ETÖ'nün olmadığı iddia ediliyor...
- Ergenekon yapılanması nasıl yok denilir... Ergenekon 11 kişilik konseyden kurulmuştur. Bu konseyde işadamları vardır. Konseyde üç işadamı var. Bu işadamları, gündemde olan, tanınan insanlardır. Bütün paralar bu kişilere aktarılmıştır. Bu kişiler kimdir? Üç işadamından birinin ismini vereceğim. Mesela, az daha batmakta olan, tam iflasın eşiğine gelen, sıkıntıya girdiğinde yetişen Çerkez Ali'den aldığı yüklü parayla hayatına yön veren, Ergenekon'un parasını çalıştıran kişi Mehmet Emin Karamehmet'tir. Bu 11 kişilik konseyin isimleri bilinmiyor. Hiçbir kayıtları yok. Varlık ve yokluk arasındadır. Ergenekon'un postası olarak aralarında bulunan insanım. Kimin ne olduğunu biliyorum. Mehmet Emin Karamehmet bu yapılanmanın içerisindedir. Hasan Kundakçı ve Alaaddin Parmaksız araştırılsın. Mesela Çerkez Ali, konseyin ikinci adamıdır. Askerî kanadın beynidir, ikinci adamdır. Çerkez Ali, Ergenekon'un iki numaralı ismidir. Şu an İstanbul'da yaşıyor. Hangi taşı kaldırırsanız kaldırın, taşın altından asker çıkar. Asker işadamını da kaldırır, Başbakanı da...Ergenekon çok güçlü bir yapılanma... Ergenekon'un bir numarası 10 kişilik konseyi toplar, hepsinden her şeyi alır, aktarır ve gider. Ahtapot düşünün, ahtapotun kolları her yerde var. Misyonerlikte bile vardır. 1997 yılında Ergenekon yapılanması için harekete geçildi, 1998'de konsey kuruldu.

SİLAHLI EĞİTİM DÜZCE VE KUMBURGAZ'DA YAPILMIŞ

Ergenekon, silahlı eğitim yapar mıydı?
- Hendek ve Adapazarı arasında kalan Düzce'de silahlı eğitim verilirdi. Silah, atış, talim verildi. 400 kişiye komutanlık yaptım. Ergenekon silahlı ve istihbarat eğitimini Düzce'de alıyordu. Hem Düzce, hem de şu an Kumburgaz taraflarında bir yer daha vardı. Kumburgaz'daki yer tam askeri alandı. Ağaçlık alandı, askeri eğitim alanı. Girişinde de şöyle yazar: Özel eğitim alanı... Kumburgaz'a giderken sol tarafta kalıyor.

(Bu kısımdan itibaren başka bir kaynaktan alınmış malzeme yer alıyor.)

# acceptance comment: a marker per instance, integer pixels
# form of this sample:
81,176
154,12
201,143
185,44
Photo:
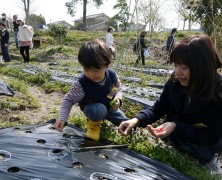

"İLKER BAŞBUĞ'UN YAVERİ DERNEĞİMİZE GELİRDİ"

- Askerle ilişkiniz nasıldı?
Örneğin Genelkurmay Başkanı olduğu dönemde İlker Başbuğ'un yaveri Kuva-i Milliye Derneği'ne devamlı gelip giderdi, yanımızda otururdu, giderdi. İlker Başbuğ sözünü tutmadı, korktu. Bazen bizi savundu, bazen de hem savunuyormuş gibi gösterdi ama savunmadı. İlker Başbuğ içeridekileri sattı" 

'Silivri'dekiler kullanılmış insanlar'

*Silivri'de tutuklu bulunan kişiler Ergenekon'un şemasının neresinde?..
- İçeridekiler (Silivri'de tutuklu bulunanlar) Ergenekon yapılanmasını bırakın, Ergenekon tarafından kullanılmış insanlardır. Ergenekon'un esas beyni dışarıda... Alabiliyorsa ve gücü yetiyorsa, gitsin Hasan Kundakçı'yı sorgulasın? Vatansever Güçbirliği'nde Hasan Kundakçı'nın ne işi vardı? Alaaddin Parmaksız'ın Ergenekon yapılanmasında ne işin vardı? Niye bu insanları almadılar? Bu iki isim, tepedeki yapılanmanın bir altındaki isimler... 11 kişilik konseyin bir altındaki isimler... İçeride olanlar Ergenekon'un en altında... Veli Küçük'ler Ergenekon gücünün içinde yer almayanlar... O kaleye girememiş onlar. O kalenin içindeki insanlar, bunları kullanıyor. Bunlar kullanılmış insanlar. 11 kişilik konseyin içine giremez bunlar... Bunlar ancak, sen komutansın, sana bu görev veriliyor. 'Sen bunu yapacaksın. Şunu şunu yap' dendiğinde o da yapıyor. Vatan, millet, Sakarya... Yolu da açılıyor.